As next month’s local elections loom ever closer, the Green Party has alighted upon a new stick with which to beat Labour: MPs drinking.
The spark for this latest bout of national humiliation was an interview with Hannah Spencer, their newly elected MP, in which she alluded to being able to smell booze on people in the division lobbies. Spencer has a very high opinion of her performance in Parliament for a Member who has not spoken once since her maiden speech, and that comment is a telling insight into why.
Puritanism is a natural refuge for the inadequate. If one lacks ideas or accomplishments, the easiest way to better oneself without the time-consuming effort of actually improving is to make sins of habits you don’t have. For people who don’t do very much, a standard which measures virtues by things abstained from is immensely congenial.
It isn’t an ironclad rule, of course, and perhaps Spencer will yet evolve into one of those earth-shaking Temperance politicians the Victorian era tended to produce. But it is an excellent general rule that someone who praises themselves or others with lists of vices they don’t have is short of genuinely positive things to say.
That Spencer’s comments have attracted a lot of support online — and that Zack Polanski clearly feels they speak sufficiently to popular sentiment to work them into his campaign pitch — tells us nothing good about modern Britain. But what, exactly, does it tell us?
Part of it is surely just the general attitude of spite towards politicians which has prevailed since the expenses scandal. Another, more understandable part might be resentment that MPs (and journalists) continue to enjoy a workplace drinking culture which has otherwise more or less died out in both the public and private sectors. Yet there do seem to be plenty of people who sincerely agree that, to quote one mind-boggling example I found on X, it is no longer proper to drink at the office Christmas party because “times move on”.
The idea that reasonable alcohol consumption is always and everywhere incompatible with doing good work is, we should make very clear, a deeply strange one that is not evidenced by history. There are certainly roles( medical personnel, operators of heavy machinery, and so on) where working drunk would be dangerous, and others (some customer service roles) where it would be inappropriate.

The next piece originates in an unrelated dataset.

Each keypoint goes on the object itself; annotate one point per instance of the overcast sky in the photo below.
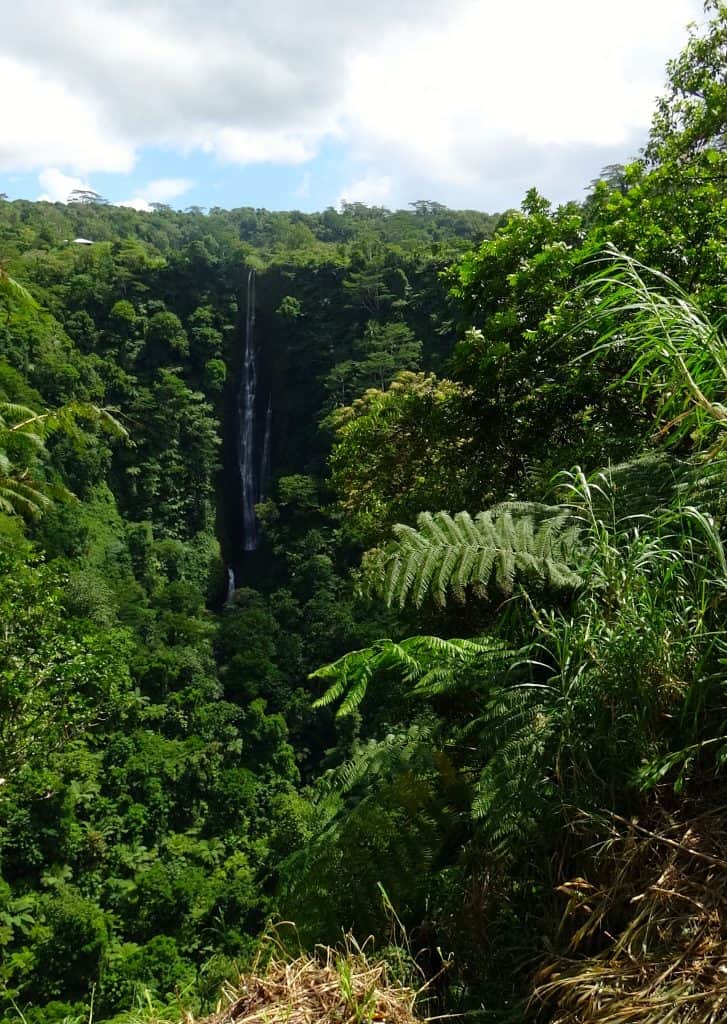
(303, 102)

But this is manifestly not the case in other areas of work, and especially not in anything that requires strategic relationship building. Strong evidence for this — or at the very least, evidence against the temperance thesis — is that Britain has historically combined a much bigger culture of workplace drinking with vastly higher levels of both economic dynamism and political governance. Who thinks our nation or economy is better governed today than when the drinks cabinet was an office staple?
(All of this, of course, is beside the fact that MPs are not employees. They are representatives, who have the right to attend the Commons by dint of being elected. The prerogatives of the role are entirely incompatible with the total imbalance of power that governs the normal relationship between an employee and their employer, or HR department.)
Looking more widely still, it is strange to see celebrations of the fact that Gen Z drink less than their elders sitting alongside endless worry about their being lonely and depressed, without many people seeming to draw the obvious line between the two.
So why is this? Well, it presents a chicken-and-egg problem. I suspect that whilst nothing is monocausal, the fact that we have been in an economic slump for almost 20 years is not entirely unconnected from our more miserable, puritanical, risk-averse culture. Humans were doing agriculture for booze almost as long, if not longer, than we were doing agriculture for food. It has been the lubricant of organisation for thousands of years. It would be very strange if a societal turn against it had no effect.
When you lack confidence in your ability to achieve things, it is natural to shift your emphasis from outcomes to processes
But it could also simply be a mass manifestation of what I described above: cope. When you lack confidence in your ability to achieve things, it is natural to shift your emphasis from outcomes to processes. The virtue of process is that they insulate you against risk; so long as you have followed procedure, nobody can say you did anything wrong. In government, that manifests in a culture that emphasises box-ticking over the end result; in the wider economy, in an expansive and zealously-enforced HR culture that insulates employers from lawsuits (the UK has the second-largest HR sector in the Western world, after the Netherlands).
Provided you believe these new rules to be what really matters, perhaps it is possible not to mind that Britain is approaching its second decade of stagnant productivity, real wage, and per-capita GDP growth, or that the House of Commons is now tangibly worse at producing and scrutinising legislation than it was in the 1970s. One grandee recently tried to dispute my charge that the calibre of MPs has declined. His first point of evidence? They don’t drink as much!
We should be careful, of course, not to exaggerate the Temperance tendency just because they’re noisy online. Some of them are clearly living in little bubbles of their own — one was flabbergasted to learn that buying your barman a drink is still something done, which perhaps says more about him than society.
But if MPs don’t want the scolding mob to eventually come for their bars and terraces, they would do well to reflect on how the laws they have laid down have helped to turn Parliament into such an outlier — and start getting them off the statute book.